I’ve always thought that when it came to turf wars between the executive and legislature, Congress held the trump card of the “power of the purse.” But here’s what happened back in 2011 when Congress voted to defund several “czar” positions, positions that upset people on both sides of the aisle because they can be an end-run around the appointments clause (requiring a Senate vote) for high-level government officials:
On Friday night, Obama declared that he intends to ignore that part of the budget legislation, issuing a relatively rare “signing statement” after he inked the budget deal in which he argued that the legislative effort to eliminate those positions was an unconstitutional infringement on the executive branch.

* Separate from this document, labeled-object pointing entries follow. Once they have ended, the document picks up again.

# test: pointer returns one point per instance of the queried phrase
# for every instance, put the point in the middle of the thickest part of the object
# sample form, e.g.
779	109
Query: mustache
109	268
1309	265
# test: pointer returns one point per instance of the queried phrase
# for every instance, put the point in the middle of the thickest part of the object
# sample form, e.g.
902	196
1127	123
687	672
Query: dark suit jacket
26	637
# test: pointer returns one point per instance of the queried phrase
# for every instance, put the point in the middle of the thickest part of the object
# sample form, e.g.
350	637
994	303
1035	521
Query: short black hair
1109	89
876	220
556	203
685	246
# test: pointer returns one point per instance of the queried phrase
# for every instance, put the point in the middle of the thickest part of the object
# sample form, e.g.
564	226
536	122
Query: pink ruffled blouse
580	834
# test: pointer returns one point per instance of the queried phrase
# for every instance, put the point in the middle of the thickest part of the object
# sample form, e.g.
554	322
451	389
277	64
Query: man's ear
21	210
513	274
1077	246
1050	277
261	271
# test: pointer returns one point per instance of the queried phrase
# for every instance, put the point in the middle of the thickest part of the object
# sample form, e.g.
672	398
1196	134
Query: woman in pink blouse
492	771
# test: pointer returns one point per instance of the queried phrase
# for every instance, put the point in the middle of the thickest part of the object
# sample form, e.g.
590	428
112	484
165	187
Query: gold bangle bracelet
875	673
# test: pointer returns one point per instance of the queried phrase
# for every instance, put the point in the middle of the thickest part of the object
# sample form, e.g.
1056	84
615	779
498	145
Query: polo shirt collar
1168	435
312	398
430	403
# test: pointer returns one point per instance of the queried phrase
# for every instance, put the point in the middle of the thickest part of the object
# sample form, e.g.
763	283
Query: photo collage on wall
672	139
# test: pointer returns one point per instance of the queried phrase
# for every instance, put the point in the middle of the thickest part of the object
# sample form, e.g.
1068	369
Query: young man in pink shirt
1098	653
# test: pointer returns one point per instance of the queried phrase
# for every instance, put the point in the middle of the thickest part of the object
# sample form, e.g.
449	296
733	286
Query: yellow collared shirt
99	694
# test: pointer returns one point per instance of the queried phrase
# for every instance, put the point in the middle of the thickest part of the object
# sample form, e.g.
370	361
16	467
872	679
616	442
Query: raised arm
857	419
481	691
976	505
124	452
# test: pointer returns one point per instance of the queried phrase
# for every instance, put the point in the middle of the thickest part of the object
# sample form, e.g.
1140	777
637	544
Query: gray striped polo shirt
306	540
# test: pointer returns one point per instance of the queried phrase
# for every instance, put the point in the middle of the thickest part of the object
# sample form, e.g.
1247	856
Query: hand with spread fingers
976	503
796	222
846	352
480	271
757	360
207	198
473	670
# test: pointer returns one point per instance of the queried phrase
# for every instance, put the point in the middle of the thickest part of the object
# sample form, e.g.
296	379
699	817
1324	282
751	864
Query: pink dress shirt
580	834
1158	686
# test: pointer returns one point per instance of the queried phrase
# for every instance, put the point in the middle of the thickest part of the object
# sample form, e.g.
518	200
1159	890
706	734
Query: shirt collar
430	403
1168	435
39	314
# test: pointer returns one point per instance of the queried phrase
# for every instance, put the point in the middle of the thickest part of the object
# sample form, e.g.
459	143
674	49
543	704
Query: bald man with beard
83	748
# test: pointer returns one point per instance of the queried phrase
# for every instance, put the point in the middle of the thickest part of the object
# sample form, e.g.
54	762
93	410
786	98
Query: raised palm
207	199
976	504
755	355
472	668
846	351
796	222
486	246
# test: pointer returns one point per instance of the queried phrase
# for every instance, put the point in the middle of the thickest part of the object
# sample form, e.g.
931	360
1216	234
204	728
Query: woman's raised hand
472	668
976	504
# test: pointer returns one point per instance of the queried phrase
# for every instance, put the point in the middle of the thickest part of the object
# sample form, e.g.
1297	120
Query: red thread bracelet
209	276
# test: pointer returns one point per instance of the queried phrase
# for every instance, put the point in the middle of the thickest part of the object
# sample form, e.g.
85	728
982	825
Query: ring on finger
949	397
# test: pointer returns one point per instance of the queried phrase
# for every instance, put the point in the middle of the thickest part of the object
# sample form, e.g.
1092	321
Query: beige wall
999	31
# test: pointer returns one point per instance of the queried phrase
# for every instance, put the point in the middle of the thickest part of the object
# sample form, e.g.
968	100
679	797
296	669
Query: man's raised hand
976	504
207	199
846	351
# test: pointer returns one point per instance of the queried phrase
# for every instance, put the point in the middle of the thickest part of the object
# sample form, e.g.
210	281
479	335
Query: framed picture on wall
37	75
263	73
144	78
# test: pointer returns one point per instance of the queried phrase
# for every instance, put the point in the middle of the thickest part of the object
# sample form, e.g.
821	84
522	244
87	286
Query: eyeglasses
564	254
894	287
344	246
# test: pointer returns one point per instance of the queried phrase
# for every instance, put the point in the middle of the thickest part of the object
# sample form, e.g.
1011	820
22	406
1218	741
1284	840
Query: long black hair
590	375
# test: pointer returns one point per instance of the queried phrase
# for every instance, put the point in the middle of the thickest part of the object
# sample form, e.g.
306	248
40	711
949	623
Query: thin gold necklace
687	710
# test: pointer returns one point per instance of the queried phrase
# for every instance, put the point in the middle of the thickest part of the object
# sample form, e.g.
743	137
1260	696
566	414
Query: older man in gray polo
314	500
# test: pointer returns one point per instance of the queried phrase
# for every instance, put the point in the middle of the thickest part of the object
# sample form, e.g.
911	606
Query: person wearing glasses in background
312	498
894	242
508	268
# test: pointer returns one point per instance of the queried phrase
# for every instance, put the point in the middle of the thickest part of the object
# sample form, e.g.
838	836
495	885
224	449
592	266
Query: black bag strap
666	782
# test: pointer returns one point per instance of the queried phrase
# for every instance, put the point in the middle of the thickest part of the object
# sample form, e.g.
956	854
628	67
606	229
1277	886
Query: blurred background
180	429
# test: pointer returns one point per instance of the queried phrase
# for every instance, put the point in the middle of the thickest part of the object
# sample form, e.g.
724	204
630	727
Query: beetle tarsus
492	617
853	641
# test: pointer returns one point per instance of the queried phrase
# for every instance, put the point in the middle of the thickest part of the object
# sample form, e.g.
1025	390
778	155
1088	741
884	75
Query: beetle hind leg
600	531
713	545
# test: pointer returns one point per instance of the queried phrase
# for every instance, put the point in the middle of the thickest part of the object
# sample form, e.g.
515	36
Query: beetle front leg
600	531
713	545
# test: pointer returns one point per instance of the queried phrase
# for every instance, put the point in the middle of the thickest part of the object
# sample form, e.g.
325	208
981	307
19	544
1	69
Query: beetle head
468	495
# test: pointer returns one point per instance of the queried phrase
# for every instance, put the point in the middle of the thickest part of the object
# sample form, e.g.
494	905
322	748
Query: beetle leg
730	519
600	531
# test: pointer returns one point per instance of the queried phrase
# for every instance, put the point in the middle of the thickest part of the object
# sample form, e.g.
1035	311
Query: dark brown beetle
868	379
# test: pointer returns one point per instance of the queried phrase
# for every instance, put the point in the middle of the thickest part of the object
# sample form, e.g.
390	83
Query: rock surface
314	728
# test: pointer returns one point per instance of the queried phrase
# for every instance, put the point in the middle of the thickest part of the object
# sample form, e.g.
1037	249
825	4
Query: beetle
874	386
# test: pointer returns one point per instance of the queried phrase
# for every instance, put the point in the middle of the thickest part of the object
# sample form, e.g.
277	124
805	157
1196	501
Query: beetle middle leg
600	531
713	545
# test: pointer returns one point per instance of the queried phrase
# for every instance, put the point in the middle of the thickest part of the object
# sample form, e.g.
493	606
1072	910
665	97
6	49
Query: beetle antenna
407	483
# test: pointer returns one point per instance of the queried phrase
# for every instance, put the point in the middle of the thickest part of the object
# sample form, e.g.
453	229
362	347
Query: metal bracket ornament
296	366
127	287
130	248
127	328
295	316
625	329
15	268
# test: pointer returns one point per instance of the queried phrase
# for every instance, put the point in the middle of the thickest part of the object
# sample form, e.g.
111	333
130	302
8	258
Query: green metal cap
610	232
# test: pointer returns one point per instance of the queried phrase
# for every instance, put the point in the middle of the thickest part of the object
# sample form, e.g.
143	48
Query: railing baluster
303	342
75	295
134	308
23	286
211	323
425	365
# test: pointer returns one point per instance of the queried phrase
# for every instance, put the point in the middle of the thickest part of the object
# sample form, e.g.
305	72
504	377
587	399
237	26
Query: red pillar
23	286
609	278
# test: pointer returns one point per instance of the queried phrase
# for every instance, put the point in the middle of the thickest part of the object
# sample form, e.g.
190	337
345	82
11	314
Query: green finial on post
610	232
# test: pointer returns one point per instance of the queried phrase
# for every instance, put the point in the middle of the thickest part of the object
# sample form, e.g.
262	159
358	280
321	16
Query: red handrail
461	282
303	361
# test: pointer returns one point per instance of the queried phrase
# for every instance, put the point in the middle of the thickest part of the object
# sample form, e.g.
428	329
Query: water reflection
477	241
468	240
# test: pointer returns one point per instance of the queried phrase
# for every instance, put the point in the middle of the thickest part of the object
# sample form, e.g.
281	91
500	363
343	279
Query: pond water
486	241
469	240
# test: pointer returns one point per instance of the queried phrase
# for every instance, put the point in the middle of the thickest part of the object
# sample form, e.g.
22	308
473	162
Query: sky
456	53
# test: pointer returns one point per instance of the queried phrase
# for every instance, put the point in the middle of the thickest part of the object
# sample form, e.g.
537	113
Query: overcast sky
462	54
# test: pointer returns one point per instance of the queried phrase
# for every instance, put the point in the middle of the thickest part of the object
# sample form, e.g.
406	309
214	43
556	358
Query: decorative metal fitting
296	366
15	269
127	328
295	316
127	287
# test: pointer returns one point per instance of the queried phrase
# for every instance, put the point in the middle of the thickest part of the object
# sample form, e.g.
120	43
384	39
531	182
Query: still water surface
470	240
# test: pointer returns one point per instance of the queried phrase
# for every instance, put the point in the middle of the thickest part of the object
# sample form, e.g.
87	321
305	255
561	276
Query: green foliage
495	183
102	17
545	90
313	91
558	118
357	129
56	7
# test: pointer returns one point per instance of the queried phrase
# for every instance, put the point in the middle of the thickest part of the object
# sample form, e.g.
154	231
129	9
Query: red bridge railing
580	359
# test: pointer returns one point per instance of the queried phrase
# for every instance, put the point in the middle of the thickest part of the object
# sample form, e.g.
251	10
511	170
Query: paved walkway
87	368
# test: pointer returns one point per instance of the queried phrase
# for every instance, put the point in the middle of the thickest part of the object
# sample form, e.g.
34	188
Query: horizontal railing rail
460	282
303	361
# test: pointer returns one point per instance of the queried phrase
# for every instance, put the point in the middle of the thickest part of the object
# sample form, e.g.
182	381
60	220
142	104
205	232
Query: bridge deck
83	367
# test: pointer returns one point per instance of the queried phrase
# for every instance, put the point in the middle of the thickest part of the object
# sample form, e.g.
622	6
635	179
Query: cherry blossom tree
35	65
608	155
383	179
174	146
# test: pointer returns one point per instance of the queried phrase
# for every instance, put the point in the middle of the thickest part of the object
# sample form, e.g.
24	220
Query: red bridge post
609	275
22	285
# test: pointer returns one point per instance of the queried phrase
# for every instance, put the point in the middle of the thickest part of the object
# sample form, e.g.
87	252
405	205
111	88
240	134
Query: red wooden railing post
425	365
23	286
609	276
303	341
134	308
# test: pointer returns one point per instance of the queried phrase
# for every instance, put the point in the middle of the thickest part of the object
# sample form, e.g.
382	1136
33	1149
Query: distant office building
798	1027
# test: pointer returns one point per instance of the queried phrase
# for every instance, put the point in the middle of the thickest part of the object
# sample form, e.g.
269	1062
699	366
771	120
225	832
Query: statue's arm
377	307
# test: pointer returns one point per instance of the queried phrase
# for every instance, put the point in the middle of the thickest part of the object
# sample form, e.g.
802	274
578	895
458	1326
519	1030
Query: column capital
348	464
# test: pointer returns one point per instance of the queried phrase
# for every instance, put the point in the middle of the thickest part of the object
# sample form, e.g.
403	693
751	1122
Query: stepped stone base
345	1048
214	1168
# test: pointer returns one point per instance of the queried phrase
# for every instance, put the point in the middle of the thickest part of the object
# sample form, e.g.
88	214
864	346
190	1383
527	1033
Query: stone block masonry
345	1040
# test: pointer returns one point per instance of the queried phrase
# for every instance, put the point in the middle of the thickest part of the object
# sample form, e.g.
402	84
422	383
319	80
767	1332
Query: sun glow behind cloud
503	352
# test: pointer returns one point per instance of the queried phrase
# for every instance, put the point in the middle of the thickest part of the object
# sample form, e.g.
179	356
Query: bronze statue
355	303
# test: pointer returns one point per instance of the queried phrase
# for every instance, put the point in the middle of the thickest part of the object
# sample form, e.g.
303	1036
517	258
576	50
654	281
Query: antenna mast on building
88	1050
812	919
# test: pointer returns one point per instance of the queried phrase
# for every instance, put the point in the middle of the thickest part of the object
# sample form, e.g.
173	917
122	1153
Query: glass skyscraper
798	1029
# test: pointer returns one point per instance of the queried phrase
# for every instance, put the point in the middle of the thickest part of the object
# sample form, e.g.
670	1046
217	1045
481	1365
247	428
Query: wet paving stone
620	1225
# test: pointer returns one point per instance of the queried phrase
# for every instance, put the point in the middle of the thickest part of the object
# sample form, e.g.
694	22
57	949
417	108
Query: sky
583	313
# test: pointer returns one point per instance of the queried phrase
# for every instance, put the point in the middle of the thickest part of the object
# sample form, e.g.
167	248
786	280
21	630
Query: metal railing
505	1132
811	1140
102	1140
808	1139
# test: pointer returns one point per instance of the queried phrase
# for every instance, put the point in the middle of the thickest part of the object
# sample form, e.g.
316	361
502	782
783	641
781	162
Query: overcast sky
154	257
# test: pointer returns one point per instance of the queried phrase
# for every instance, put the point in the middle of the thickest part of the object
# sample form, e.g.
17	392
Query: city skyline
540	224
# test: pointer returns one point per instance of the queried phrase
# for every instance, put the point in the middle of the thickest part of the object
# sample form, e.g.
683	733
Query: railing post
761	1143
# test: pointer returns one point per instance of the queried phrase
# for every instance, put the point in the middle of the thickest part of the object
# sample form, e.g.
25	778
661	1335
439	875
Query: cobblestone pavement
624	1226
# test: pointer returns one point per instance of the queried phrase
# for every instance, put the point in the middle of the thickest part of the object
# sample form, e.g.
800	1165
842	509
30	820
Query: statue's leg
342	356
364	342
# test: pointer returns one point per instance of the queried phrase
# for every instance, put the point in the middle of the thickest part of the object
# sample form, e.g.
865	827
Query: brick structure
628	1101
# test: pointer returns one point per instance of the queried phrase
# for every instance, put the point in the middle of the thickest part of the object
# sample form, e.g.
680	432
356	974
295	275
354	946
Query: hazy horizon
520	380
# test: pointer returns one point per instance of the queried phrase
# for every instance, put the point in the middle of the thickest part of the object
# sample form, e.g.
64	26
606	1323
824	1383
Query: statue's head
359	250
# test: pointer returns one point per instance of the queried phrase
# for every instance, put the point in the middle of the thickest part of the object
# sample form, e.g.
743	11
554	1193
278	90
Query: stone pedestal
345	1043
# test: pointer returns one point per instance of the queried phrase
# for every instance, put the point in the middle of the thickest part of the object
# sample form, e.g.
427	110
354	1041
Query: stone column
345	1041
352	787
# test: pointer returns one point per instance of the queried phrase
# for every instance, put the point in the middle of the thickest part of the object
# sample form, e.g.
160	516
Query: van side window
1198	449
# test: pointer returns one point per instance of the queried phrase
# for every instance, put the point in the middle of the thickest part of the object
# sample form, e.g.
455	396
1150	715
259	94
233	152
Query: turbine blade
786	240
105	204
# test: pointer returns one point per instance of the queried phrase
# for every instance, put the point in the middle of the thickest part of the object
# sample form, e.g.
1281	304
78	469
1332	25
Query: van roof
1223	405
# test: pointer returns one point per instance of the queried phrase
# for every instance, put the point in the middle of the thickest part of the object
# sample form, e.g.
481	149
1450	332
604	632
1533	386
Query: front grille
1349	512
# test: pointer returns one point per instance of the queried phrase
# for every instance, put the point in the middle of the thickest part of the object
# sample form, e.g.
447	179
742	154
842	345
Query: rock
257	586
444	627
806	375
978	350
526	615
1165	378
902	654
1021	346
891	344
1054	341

“The President has well-established authority to supervise and oversee the executive branch, and to obtain advice in furtherance of this supervisory authority,” Obama wrote in a message to Congress. “The President also has the prerogative to obtain advice that will assist him in carrying out his constitutional responsibilities, and do so not only from executive branch officials and employees outside the White House, but also from advisers within it.
“Legislative efforts that significantly impede the President’s ability to exercise his supervisory and coordinating authorities or to obtain the views of the appropriate senior advisers violate the separation of powers,” he added. “Therefore, the executive branch will construe [the law as to] not to abrogate these Presidential prerogatives.” Put aside that the president broke his campaign promise not to use signing statements to thwart Congress.
How can the executive branch spend money on, say, the climate czar in the face of a law specifically banning funds from being used for that purpose? Could President Reagan have avoided the Iran-Contra scandal (at least the part involving sending money from the arms sales to the Contras) simply by issuing a “signing statement” claiming that the Boland Amendment, banning aid to the Contras, interfered with executive authority and therefore he was free to ignore it?
UPDATE: It turns out that I blogged about this in 2011, raising the same concerns. I not only didn’t remember blogging this issue, I didn’t remember the issue itself arising, I came across it (again!) yesterday. Apologies for the repetition, but hopefully it’s new to many of you.
Obama just renamed the positions in question, which I suppose complied with the technical letter but not the spirit of the legislation. What’s more troubling is the broad principle the president apparently was asserting, that the question of whether a “senior advisor” is actually an official needing confirmation is solely within the discretion of the president, such Congress cannot canoot constitutionally defund the position in protest of what it sees as a workaround of the Senate’s advise and consent power.